Hacia el fin de los años 70 del siglo pasado, entre aquellos que frecuentaban el café La Veiga, en Insurgentes, en lo que queda de Mixcoac, frente a lo que fue caserón de la Tintorería Francesa, había quien hablaba con admiración afectuosa de un escritor peculiar, poco conocido y menos leído, como muchos, como casi todos, “pero este si vale la pena”, casi proscrito por su crítica implacablemente aguda, que había participado en el Comité de Huelga de la UNAM en 1968, que había publicado dos novelas complejas: Cadáver lleno de mundo y Si muero lejos de ti, que era alumno de Roland Barthes y amigo de Severo Sarduy, que había escrito un libro prohibido. Vivía en Bethesda, acaso arrabal en parte pudiente de Washington, D. C, donde era profesor de University of Maryland, donde murió el primer viernes de este año; se llamaba Jorge Aguilar Mora.

Sospecho que menos como una demostració de los que sostenía que como una incitación a la complicidad, mi querido amigo me deparó en una de las mesas que no acababámos de desgastar en la terraza un volumen blanco, con fotografías, como todos los de la colección Memoria y Olvido: Imágenes de México, que publicaban Martín Casillas Editores y la SEP; era un ejemplar del libro prohibido: Un día en la vida del general Obregón.

En Fe de erratas de un editor, Martín Casillas de Alba refiere que el pequeño volumen “tenía en la portadilla la fotografía de Obregón, misma que consideraron ofensiva para la Nación y para la SEP”.

La escritura de Jorge Aguilar Mora también está hecha de historia: la de algunos sucesos públicamente relevantes y la que ocurre íntimamente, la del lenguaje y la de la escritura del libro que escribe, la de las errancias críticas de la trama y la de la búsqueda que un lenguaje que debe conformarla fielmente, procedente de ella y no un mero artificio literario.

En diciembre de 1971, cuando Joaquín Mortiz trabajaba en la edición de su primer libro: Cadáver lleno de mundo, en una conversación “larga, sesuda, solemne, pedante y desfachatada”, según la definió Federico Campbell, que la publicó en su libro Conversaciones con escritores, Jorge Aguilar Mora confesó que “en el fondo de mis intenciones siempre estaba la decisión de escribir la biografía de mi hermano asesinado por la policía de Guatemala, pero nunca creí que podría hacerlo en una novela”, recordaba que su “documentación se podría dividir en tres tipos, el más obvio, sería el de la guerra de Vietnam, el de los romances nuevos de Lope y Góngora Y Liñán de Riaza”, la anécdota pura que tenía asimilada, “pero muy pronto me di cuenta que con mis experiencias amorosas frustradas yo no podía hacer nada. Me parecía ridículo todo lo que quería contar”. Sentenciaba finalmente que “el tercer tipo de documentación era el lenguaje”.

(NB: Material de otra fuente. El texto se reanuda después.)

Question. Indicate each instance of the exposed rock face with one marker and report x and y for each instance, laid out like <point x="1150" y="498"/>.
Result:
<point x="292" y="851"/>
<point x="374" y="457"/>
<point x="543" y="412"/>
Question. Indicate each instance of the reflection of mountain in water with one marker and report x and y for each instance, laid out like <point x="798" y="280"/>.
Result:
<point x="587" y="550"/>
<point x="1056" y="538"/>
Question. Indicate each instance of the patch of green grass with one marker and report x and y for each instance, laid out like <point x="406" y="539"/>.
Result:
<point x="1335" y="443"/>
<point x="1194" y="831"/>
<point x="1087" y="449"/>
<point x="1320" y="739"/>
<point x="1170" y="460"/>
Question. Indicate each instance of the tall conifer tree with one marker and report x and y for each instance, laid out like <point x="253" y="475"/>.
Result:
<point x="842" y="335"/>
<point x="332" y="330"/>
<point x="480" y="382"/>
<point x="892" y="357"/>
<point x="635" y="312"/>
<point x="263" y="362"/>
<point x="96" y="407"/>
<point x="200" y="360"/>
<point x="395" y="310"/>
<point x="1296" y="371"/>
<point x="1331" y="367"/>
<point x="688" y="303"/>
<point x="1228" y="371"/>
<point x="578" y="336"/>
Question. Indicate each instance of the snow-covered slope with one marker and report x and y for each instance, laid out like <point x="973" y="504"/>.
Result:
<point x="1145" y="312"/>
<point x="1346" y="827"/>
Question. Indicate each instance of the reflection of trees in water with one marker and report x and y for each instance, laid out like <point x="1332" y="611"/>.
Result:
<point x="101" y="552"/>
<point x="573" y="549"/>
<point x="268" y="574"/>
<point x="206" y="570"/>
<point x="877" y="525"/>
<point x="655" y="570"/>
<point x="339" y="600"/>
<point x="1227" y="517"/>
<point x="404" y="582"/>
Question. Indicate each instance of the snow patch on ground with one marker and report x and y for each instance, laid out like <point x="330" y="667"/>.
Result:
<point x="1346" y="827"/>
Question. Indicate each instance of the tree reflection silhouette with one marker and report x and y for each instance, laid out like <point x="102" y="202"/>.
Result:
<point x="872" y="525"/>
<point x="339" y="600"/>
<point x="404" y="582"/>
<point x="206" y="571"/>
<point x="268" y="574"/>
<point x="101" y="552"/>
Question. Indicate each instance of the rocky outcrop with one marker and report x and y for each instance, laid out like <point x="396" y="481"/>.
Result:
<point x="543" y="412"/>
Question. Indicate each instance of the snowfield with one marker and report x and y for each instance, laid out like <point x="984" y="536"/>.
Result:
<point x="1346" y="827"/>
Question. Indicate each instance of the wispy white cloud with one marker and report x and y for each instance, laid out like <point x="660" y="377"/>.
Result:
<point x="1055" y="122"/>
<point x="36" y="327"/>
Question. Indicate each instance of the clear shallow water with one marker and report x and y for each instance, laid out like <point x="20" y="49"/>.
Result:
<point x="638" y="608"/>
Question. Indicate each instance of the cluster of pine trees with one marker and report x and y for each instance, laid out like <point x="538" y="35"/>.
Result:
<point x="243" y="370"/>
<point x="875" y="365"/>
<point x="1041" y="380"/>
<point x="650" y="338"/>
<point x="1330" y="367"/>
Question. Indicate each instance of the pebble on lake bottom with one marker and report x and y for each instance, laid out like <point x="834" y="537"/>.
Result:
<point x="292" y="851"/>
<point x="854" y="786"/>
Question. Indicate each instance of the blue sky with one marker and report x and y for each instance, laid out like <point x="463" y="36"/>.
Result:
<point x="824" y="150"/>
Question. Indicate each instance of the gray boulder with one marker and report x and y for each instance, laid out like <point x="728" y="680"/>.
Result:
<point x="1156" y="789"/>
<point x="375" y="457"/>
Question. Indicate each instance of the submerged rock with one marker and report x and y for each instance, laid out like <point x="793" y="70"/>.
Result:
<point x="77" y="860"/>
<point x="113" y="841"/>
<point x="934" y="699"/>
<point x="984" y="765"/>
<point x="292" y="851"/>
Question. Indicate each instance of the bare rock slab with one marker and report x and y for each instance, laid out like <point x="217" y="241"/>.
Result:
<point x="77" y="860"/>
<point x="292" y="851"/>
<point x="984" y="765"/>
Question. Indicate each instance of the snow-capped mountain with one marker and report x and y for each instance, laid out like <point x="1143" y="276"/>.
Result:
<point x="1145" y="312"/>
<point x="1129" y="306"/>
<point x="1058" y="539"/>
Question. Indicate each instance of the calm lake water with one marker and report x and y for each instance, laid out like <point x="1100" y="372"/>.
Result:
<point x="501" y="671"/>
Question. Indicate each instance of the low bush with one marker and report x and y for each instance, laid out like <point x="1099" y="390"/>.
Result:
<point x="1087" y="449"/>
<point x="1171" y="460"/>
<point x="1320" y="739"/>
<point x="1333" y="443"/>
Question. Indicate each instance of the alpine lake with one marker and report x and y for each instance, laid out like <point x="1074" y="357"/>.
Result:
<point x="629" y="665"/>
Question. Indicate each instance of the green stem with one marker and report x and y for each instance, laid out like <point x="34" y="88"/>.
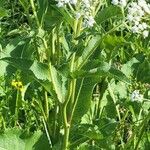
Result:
<point x="144" y="125"/>
<point x="16" y="107"/>
<point x="46" y="108"/>
<point x="66" y="128"/>
<point x="35" y="13"/>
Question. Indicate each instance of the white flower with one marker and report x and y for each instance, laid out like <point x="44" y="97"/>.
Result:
<point x="135" y="29"/>
<point x="136" y="96"/>
<point x="60" y="4"/>
<point x="146" y="9"/>
<point x="66" y="1"/>
<point x="78" y="15"/>
<point x="144" y="25"/>
<point x="123" y="3"/>
<point x="86" y="3"/>
<point x="89" y="22"/>
<point x="115" y="2"/>
<point x="130" y="17"/>
<point x="74" y="2"/>
<point x="140" y="26"/>
<point x="145" y="33"/>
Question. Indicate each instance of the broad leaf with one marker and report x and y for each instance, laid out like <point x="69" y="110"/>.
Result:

Reconocía que ese lenguaje procedía de las clases de lingüística estructural de E. Coseritu y de lexicografía de K. Heger: “yo sólo pensaba en mi novela, y encontraba no sòlo la justificación de lo que yo hacía con mi lenguaje, sino también las infinitas posibilidades, las aberturas y las profundidades de esa concepción lingüística. Sólo que para mí esa concepción tenía que servir para dos cosas: primero, para unir esos mundos increíblemente disímiles o aparentemente disímiles de la guerra de Vietnam y los romances de Lope de Vega con el mundo de una maestrita de primaria que vive en la colonia del Valle de la ciudad de México. Y luego con el mío: y mi mundo era el de la colonia Obrera, el de los trolebuses a las diez de la noche, el de las colonias periféricas como la Sector Popular o la 201 o la Romero Rubio; creo que la exaltación de ese mundo justifica un lenguaje que luego justificó todo lo otro”.

Inexorablemente, como el recuerdo de la muerte de su hermano, la búsqueda de ese lenguaje persistió en su escritura, en la que se entraman sus lecturas, sus indagaciones en eso que conocemos como “historia”, sus recuerdos, su vida familiar, sus pensamientos cotidianos, una forma de autobiografía y una crítica incesante a su escritura, a sus libros, al devenir de esa escritura que, como en Una muerte sencilla,justa, eterna, halla un género peculiar, personal y por eso irrepetible, que no es novela, no es ensayo, no es autobiografía aunque esta hecho de todo eso.

Jorge Aguilar Mora nunca dejó de reescribirse. En 2008, la editorial ERA, que me atrevo a llamar “su editorial”, publicó otra versión de Un día en la vida del general Obregón, también con fotografías de la Fototeca del INAH.